500 yıldan daha uzun bir süre önce İspanyol tiranlığı tarafından atanan ilk vali olan Juan Ponce de León, en kötüsünü temsil ediyor. Agüeybaná El Bravo önderliğinde direnen Taino atalarımıza yönelik katliamının lideriydi. Tarih iyi anlatılmadı ama geri durmayan nesil imdada yetişiyor ve biz Borikén’in halkları gibi gururla savaşacağız.”

Taino İsyanı (1511)

Bildiride bahsi geçen, 1511 Taino İsyanı olarak da bilinen tarihsel olay, Porto Riko’yu İspanyol iktidarların 19 Kasım 1493’te işgal etmesinin ardından gerçekleşen, yerli Taino halkının sömürgecilere karşı en büyük isyanıydı. I. Agüeybana’nın ölümünün ardından yeni lider olan II. Agüeybana diğer yerli halklarla birleşerek işgalcilere savaş ilan etmişti. Bu işgalcilerin başında olan ve anarşistlerin bildirisinde ismi geçen Juan Ponce de Leóni, bir devlet klasiği olarak işgal ettiği şehirlerin ismini değiştiriyordu. Bu isim değişikliklerinden birisi de şu an Porto Riko’nun başkenti olan “San Juan” şehri, halkların verdiği gerçek ismiyle Borikén.

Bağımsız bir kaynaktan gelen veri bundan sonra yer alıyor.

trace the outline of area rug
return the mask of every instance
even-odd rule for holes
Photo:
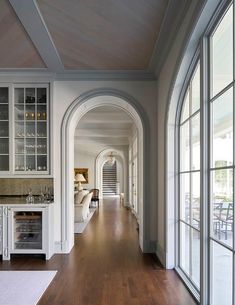
[[[1,305],[36,305],[57,271],[0,271]]]
[[[74,223],[74,233],[83,233],[88,225],[91,217],[94,215],[96,208],[90,208],[90,214],[84,222],[75,222]]]

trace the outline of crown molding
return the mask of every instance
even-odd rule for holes
[[[168,2],[160,33],[149,62],[149,71],[153,72],[156,78],[167,58],[189,6],[190,1],[186,0],[170,0]]]
[[[153,72],[135,70],[65,70],[55,75],[56,80],[156,80]]]

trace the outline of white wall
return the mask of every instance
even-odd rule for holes
[[[149,202],[148,214],[151,215],[148,225],[149,241],[156,241],[156,98],[157,88],[155,81],[55,81],[53,86],[53,163],[55,177],[55,240],[61,240],[61,123],[66,109],[81,94],[99,88],[110,88],[125,92],[136,99],[149,118],[150,152],[149,160],[151,170],[149,173]],[[74,134],[70,135],[71,138]],[[71,161],[72,162],[72,161]]]

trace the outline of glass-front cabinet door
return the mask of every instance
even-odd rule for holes
[[[0,87],[0,171],[9,171],[9,88]]]
[[[14,88],[14,170],[48,172],[48,87]]]

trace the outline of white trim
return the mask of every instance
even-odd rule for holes
[[[110,96],[112,97],[110,99]],[[69,252],[74,245],[73,219],[73,170],[74,170],[74,133],[79,120],[89,111],[98,106],[113,106],[126,111],[134,120],[139,136],[139,202],[140,202],[140,231],[139,243],[144,252],[148,251],[149,223],[148,205],[149,192],[149,139],[148,119],[140,104],[126,93],[114,89],[99,89],[83,94],[67,109],[61,127],[61,232],[62,243]],[[68,162],[69,160],[69,162]],[[145,205],[144,205],[145,202]]]

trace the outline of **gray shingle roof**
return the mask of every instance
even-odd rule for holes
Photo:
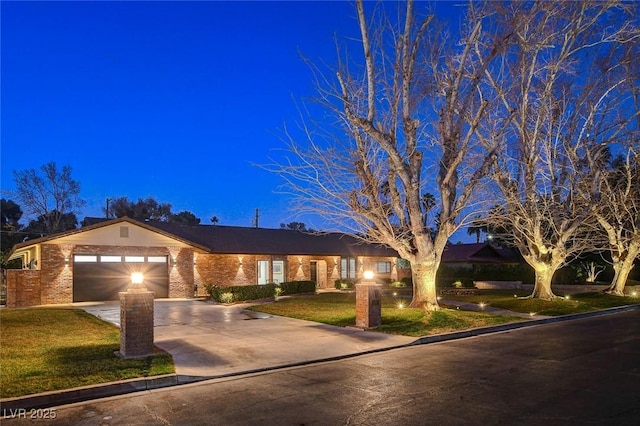
[[[288,229],[146,222],[169,234],[221,254],[299,254],[341,256],[398,256],[395,250],[367,244],[341,233],[307,233]]]

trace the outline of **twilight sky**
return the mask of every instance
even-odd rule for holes
[[[443,5],[446,3],[441,3]],[[451,5],[452,3],[449,3]],[[69,165],[87,206],[153,196],[209,224],[296,217],[253,166],[314,94],[301,54],[333,63],[357,38],[349,1],[7,2],[1,12],[1,188]],[[314,226],[315,225],[315,226]]]

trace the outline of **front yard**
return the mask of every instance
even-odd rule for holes
[[[552,301],[526,299],[525,297],[529,294],[531,292],[526,290],[479,290],[476,295],[446,295],[443,299],[484,303],[494,308],[549,316],[577,314],[640,303],[638,297],[619,297],[603,293],[572,294]]]
[[[406,305],[407,302],[405,299],[384,297],[382,299],[382,325],[376,328],[376,331],[420,337],[522,321],[521,318],[453,309],[443,309],[426,317],[421,309],[399,307],[400,304]],[[355,293],[324,293],[296,296],[273,303],[252,306],[249,309],[344,327],[354,325],[356,322],[355,303]]]
[[[122,360],[120,330],[79,309],[0,310],[0,397],[174,372],[171,355]]]

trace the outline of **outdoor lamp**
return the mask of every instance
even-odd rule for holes
[[[129,290],[145,290],[144,285],[144,275],[142,272],[133,272],[131,274],[131,286]]]

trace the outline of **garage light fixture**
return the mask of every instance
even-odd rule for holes
[[[143,283],[144,282],[144,275],[142,274],[142,272],[133,272],[131,274],[131,287],[129,287],[130,289],[142,289],[144,288]]]

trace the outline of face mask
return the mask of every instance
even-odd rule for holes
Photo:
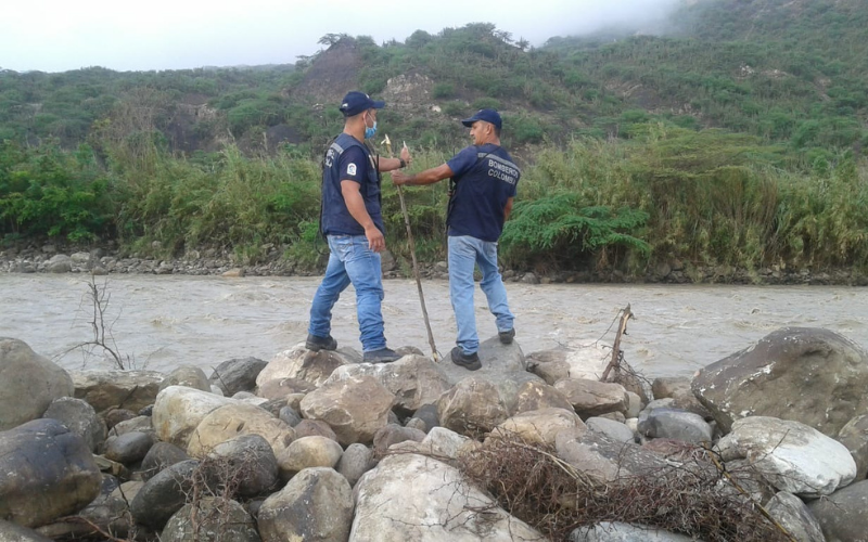
[[[365,121],[365,139],[373,138],[374,133],[376,133],[376,120],[373,121],[372,127],[368,127],[368,121]]]

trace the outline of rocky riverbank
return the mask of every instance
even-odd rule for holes
[[[650,385],[628,366],[601,382],[608,356],[498,337],[477,372],[400,351],[297,345],[208,377],[66,372],[0,338],[0,540],[868,532],[868,352],[834,333],[779,330]]]
[[[159,247],[155,247],[158,249]],[[328,259],[323,245],[320,267]],[[190,250],[179,258],[151,258],[139,253],[119,249],[113,242],[102,247],[72,246],[56,243],[17,243],[0,250],[0,273],[93,273],[93,274],[188,274],[227,276],[309,276],[321,271],[283,257],[276,246],[264,247],[265,256],[257,263],[244,263],[233,253],[218,248]],[[409,263],[396,261],[383,253],[383,274],[386,279],[409,278]],[[448,279],[446,261],[421,263],[425,279]],[[513,269],[503,270],[508,282],[547,283],[651,283],[651,284],[809,284],[868,286],[868,275],[853,270],[812,272],[774,266],[758,270],[736,269],[729,266],[695,267],[673,260],[659,263],[643,275],[630,275],[618,270],[552,271],[537,273]]]

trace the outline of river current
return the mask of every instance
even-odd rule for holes
[[[77,345],[93,339],[89,276],[1,274],[0,336],[27,343],[66,369],[110,369],[102,353]],[[270,360],[305,339],[320,278],[110,275],[104,330],[138,369],[169,372],[182,364],[210,369],[230,358]],[[454,346],[455,319],[446,281],[424,281],[437,349]],[[383,315],[391,347],[429,353],[412,280],[384,282]],[[868,288],[848,286],[599,285],[507,283],[522,350],[612,345],[618,311],[635,314],[622,339],[625,359],[649,377],[691,376],[784,326],[825,327],[868,343]],[[334,308],[332,335],[361,350],[352,287]],[[476,288],[482,340],[496,334]],[[99,349],[98,349],[99,350]]]

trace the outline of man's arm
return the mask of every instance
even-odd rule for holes
[[[404,166],[409,166],[413,160],[410,157],[410,151],[406,146],[400,150],[400,158],[383,158],[382,156],[378,157],[376,170],[380,172],[395,171],[396,169],[404,167],[400,164],[401,160],[404,160]]]
[[[425,169],[424,171],[420,171],[414,175],[395,171],[392,173],[392,184],[396,186],[421,186],[424,184],[434,184],[435,182],[448,179],[450,177],[452,177],[452,169],[448,164],[444,164],[435,168]]]
[[[376,225],[374,225],[368,209],[365,208],[365,199],[361,197],[361,185],[356,181],[341,181],[341,195],[349,215],[365,228],[365,236],[368,237],[368,248],[379,253],[386,247],[386,240],[383,237]]]

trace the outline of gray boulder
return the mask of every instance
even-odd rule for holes
[[[868,352],[828,330],[784,327],[702,369],[691,387],[724,434],[770,416],[837,437],[868,412]]]
[[[353,521],[353,490],[328,467],[306,468],[259,507],[264,542],[345,542]],[[370,539],[374,540],[374,539]]]
[[[0,517],[38,527],[100,494],[102,475],[84,439],[56,420],[0,431]]]
[[[22,340],[0,337],[0,431],[41,417],[53,400],[73,391],[60,365]]]
[[[56,420],[67,429],[85,439],[91,452],[105,440],[105,422],[100,420],[93,406],[81,399],[61,397],[51,402],[42,417]]]
[[[253,391],[256,377],[266,365],[268,362],[258,358],[233,358],[217,365],[208,379],[225,396],[232,397],[239,391]]]

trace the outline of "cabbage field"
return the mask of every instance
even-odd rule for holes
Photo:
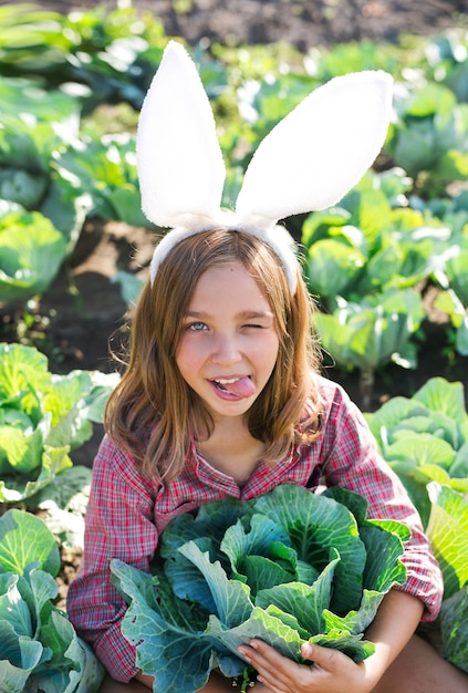
[[[103,678],[58,586],[64,557],[83,547],[92,451],[118,380],[102,346],[90,354],[116,328],[125,339],[159,232],[141,211],[134,149],[167,40],[128,3],[70,14],[0,6],[0,681],[11,692],[92,692]],[[336,207],[285,225],[331,376],[354,379],[440,562],[437,647],[468,672],[468,31],[305,52],[199,42],[191,53],[216,114],[227,207],[260,141],[308,93],[351,71],[395,77],[373,169]],[[107,319],[91,323],[100,301]],[[70,310],[80,349],[63,327]],[[440,372],[422,380],[435,359]],[[115,566],[136,593],[125,570]],[[334,622],[336,638],[354,642],[357,621]]]

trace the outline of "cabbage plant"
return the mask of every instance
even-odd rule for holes
[[[28,498],[72,466],[115,384],[97,371],[51,373],[33,346],[0,343],[0,501]]]
[[[468,494],[468,413],[464,385],[429,379],[412,397],[392,397],[366,414],[382,455],[426,526],[429,482]]]
[[[366,509],[352,492],[282,485],[171,520],[154,575],[114,559],[113,580],[129,603],[122,632],[154,691],[191,693],[216,668],[246,683],[254,672],[237,648],[251,638],[297,662],[306,641],[356,662],[372,654],[363,633],[405,580],[409,532],[367,519]]]
[[[468,673],[468,494],[430,482],[427,536],[444,576],[440,633],[444,656]]]
[[[104,669],[54,607],[59,549],[44,523],[0,518],[0,682],[8,693],[97,693]]]

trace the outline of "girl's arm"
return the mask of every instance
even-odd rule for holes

İşçi Dayanışması Federasyonu (@WorkersSolidar1), Pakistan’da savaşa karşı eylem gerçekleştirdi.

Federasyon, “Asya Pasifik’te Rusya’yı ve NATO’yu kınayan tek bir marksist örgütün bile olmaması üzücü” diye ekledi.

Yunanistan’da anarşistler marketi yağmaladı, ekonomik krize karşı ücretsiz olarak dağıttı.

Yunanistan’ın Ag. Sofias mahallesinde bulunan “AB Vassilopoulos” isimli market, sabah saatlerinde örgütlü bir eylemle anarşistler tarafından kamulaştırıldı, kamulaştırılan marketin bitişiğinde bulunan bir “çifti marketinde” kamulaştırılan yiyecek malzemeleri ücretsiz olarak dağıtıldı. Eylem esnasında bildiriler dağıtılıp kuşlamalar atılırken şu bildiri okundu:

Her şey bize ait çünkü sahip oldukları servet bizden çaldıklarıdır!

Patronların krizinin sonucunda sırtımıza yüklenen fiyat artışları engelleyelim!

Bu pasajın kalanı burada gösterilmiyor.